The biological information required for SNP annotation is publically available in online databases. Although most of these online resources provide cross-links to other databases, it is not straightforward to extract the relevant research data in one query. Furthermore, even though the databases contain well-annotated data, finding and managing the data of interest among the large assortment of data can be a challenge. Our solution to superfluous and disseminated data was to link SNPs with functional knowledge within species-specific local relational databases.
External resources used to create SNP customised database
Single Nucleotide Polymorphism database
Genes and gene product attributes
Kyoto Encyclopaedia of Genes and Genomes
Universal Protein Resource
Protein sequences and functional information
Animal Quantitative Trait Locus database
Quantitative Trait Loci data (QTL)
Online Mendelian Inheritance in Animals
Genes, inherited disorders and traits
The core of dbAutoMaker is a species-specific configuration file in an INI file format. Although we have demonstrated dbAutoMaker using mainly livestock species, it can be configured by the user to create a SNP database for any species contained in NCBI's dbSNP [for more detail refer to dbAutoMaker User Guide on http://www.csiro.au/science/dbAutoMaker.html].
The SQLite databases can be downloaded from http://www.csiro.au/science/FunctSNP.html. The user can directly query the database using Structured Query Language (SQL) through the SQLite program. However, we recommend FunctSNP as the database user interface.

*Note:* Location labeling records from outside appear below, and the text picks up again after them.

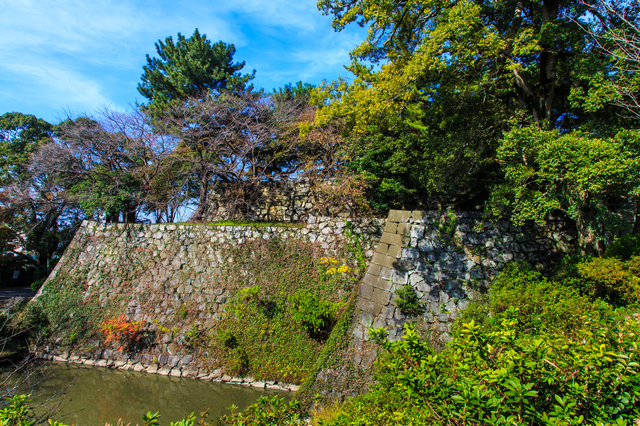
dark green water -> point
(100, 395)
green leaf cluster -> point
(189, 67)
(535, 352)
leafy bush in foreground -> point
(534, 352)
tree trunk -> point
(636, 223)
(587, 238)
(202, 198)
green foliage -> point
(301, 92)
(502, 377)
(354, 246)
(624, 247)
(189, 67)
(542, 304)
(281, 314)
(587, 178)
(408, 301)
(61, 311)
(16, 412)
(20, 136)
(616, 281)
(267, 411)
(315, 315)
(451, 79)
(533, 351)
(35, 286)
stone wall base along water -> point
(446, 257)
(141, 363)
(171, 278)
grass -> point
(244, 223)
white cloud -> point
(83, 54)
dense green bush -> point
(62, 311)
(624, 247)
(281, 315)
(504, 377)
(408, 301)
(534, 351)
(542, 304)
(616, 281)
(317, 316)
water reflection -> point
(100, 395)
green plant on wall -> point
(280, 315)
(354, 246)
(315, 315)
(408, 301)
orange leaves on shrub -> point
(121, 330)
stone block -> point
(417, 231)
(394, 251)
(418, 215)
(366, 305)
(377, 282)
(381, 297)
(386, 273)
(399, 216)
(382, 248)
(391, 227)
(366, 319)
(164, 371)
(391, 239)
(399, 277)
(382, 260)
(365, 291)
(374, 270)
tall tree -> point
(106, 163)
(20, 136)
(188, 68)
(449, 78)
(229, 144)
(33, 209)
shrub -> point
(267, 411)
(35, 286)
(541, 303)
(505, 376)
(408, 301)
(611, 279)
(624, 247)
(121, 330)
(315, 315)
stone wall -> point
(289, 201)
(446, 257)
(171, 277)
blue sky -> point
(74, 56)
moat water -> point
(95, 396)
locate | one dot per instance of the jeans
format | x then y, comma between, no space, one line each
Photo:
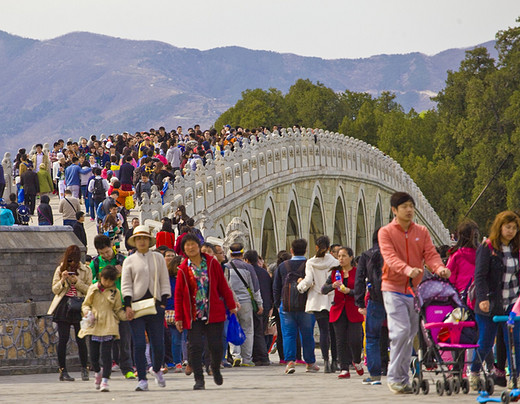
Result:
403,324
63,339
376,316
153,326
245,318
292,323
322,318
86,196
259,346
349,341
106,356
177,339
213,333
69,222
487,333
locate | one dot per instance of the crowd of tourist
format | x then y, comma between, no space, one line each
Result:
165,305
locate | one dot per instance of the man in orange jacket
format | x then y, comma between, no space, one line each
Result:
405,247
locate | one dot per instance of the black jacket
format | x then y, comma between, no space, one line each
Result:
79,231
266,287
369,270
30,182
489,272
280,275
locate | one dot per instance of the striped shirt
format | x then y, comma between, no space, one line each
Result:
510,287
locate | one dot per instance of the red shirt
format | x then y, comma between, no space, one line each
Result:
345,302
186,290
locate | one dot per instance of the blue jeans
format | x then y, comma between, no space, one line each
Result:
487,333
153,325
292,323
376,316
85,194
177,339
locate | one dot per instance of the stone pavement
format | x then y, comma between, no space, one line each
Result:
241,385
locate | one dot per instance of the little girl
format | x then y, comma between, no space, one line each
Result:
103,301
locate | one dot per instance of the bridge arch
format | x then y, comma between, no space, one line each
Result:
293,227
361,225
269,236
340,231
316,217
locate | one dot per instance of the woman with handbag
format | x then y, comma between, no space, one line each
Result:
344,314
70,284
145,286
178,339
200,292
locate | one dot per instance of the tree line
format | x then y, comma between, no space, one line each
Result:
451,151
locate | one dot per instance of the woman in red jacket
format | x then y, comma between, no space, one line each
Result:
200,293
344,315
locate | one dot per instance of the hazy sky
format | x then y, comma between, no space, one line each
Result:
326,28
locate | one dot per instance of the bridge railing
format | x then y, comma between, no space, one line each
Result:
225,181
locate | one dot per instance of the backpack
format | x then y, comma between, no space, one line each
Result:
374,266
119,257
292,299
98,192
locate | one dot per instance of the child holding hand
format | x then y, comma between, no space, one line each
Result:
103,305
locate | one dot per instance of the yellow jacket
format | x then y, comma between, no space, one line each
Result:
107,309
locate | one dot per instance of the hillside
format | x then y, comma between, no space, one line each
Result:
83,83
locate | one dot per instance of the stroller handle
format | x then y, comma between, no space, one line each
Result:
502,319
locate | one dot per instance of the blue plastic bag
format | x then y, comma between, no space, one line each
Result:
235,333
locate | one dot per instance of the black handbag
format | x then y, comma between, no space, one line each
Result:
74,304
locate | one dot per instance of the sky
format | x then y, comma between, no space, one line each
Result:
329,29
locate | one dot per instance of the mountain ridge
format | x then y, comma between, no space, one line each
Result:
82,83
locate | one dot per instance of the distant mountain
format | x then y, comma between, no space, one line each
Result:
83,83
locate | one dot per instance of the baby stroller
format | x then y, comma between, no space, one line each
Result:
447,329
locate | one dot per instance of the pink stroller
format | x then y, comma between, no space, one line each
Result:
447,329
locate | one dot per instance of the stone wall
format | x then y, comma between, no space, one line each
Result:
29,257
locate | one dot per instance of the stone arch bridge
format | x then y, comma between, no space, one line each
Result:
294,184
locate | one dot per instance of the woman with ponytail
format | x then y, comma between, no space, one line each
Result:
317,270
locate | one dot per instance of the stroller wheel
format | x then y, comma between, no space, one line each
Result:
448,386
465,386
456,386
416,385
490,385
481,385
439,386
425,386
505,397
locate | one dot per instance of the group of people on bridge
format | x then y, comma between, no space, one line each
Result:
148,311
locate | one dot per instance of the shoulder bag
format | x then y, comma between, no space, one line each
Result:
251,295
146,307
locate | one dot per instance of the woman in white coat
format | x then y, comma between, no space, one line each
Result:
317,270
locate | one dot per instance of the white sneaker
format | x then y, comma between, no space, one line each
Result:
142,385
159,377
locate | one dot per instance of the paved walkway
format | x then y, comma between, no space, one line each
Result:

The quality of results that can be expected from FunctSNP is reliant on the amount and reliability of information extracted from the online resources. For example, based on the amount of data available, the Homo sapiens database is information rich in comparison to all other species. Bos taurus and Gallus gallus databases are poor in comparison to Homo sapiens but substantially richer compared to Sus scrofa and Ovis aries. The table in Additional file 1 is a summary of the number of entries in the FunctSNP species-specific databases that were extracted from the online resources. Given time it is expected that the amount of available data for all species will dramatically increase.
FunctSNP R Functions
Adds a new species to the list of species recognized by FunctSNP
Download pre-assembled species-specific databases
Extract gene ID information using SNP IDs or SNP locations
Extract gene information using SNP IDs or Gene IDs
Extract gene ID within a specified distance from a SNP
Extract gene ontology using SNP IDs or Gene IDs
Extract highest scoring SNP using SNP IDs or SNP locations
Extract homologous genes using SNP IDs or Gene IDs
Extract pathway names using SNP IDs or Gene IDs
Find nearest genes to either SNP IDs or SNP locations
Extract OMIA using SNP IDs or Gene IDs
Extract protein information using SNP IDs or Gene IDs
Extract SNP ID using Gene IDs or SNP locations
Extract SNP information using SNP IDs or Gene IDs
Extract traits associated with QTL regions using SNP IDs or Gene IDs
Displays the local available databases
Build a species-specific database from external sources
Sets the default species
Displays the supported species
Displays the species added by user
The FunctSNP functions provide access to the biological information contained within species-specific databases. Information such as: SNP chromosomal location, exon/intron status, synonymous/non-synonymous effect, SNPs in Quantitative Trait Loci (QTL) regions, biological pathways, GO terms, and protein products for related genes. Multiple databases (one for each species) can be queried in the same R session.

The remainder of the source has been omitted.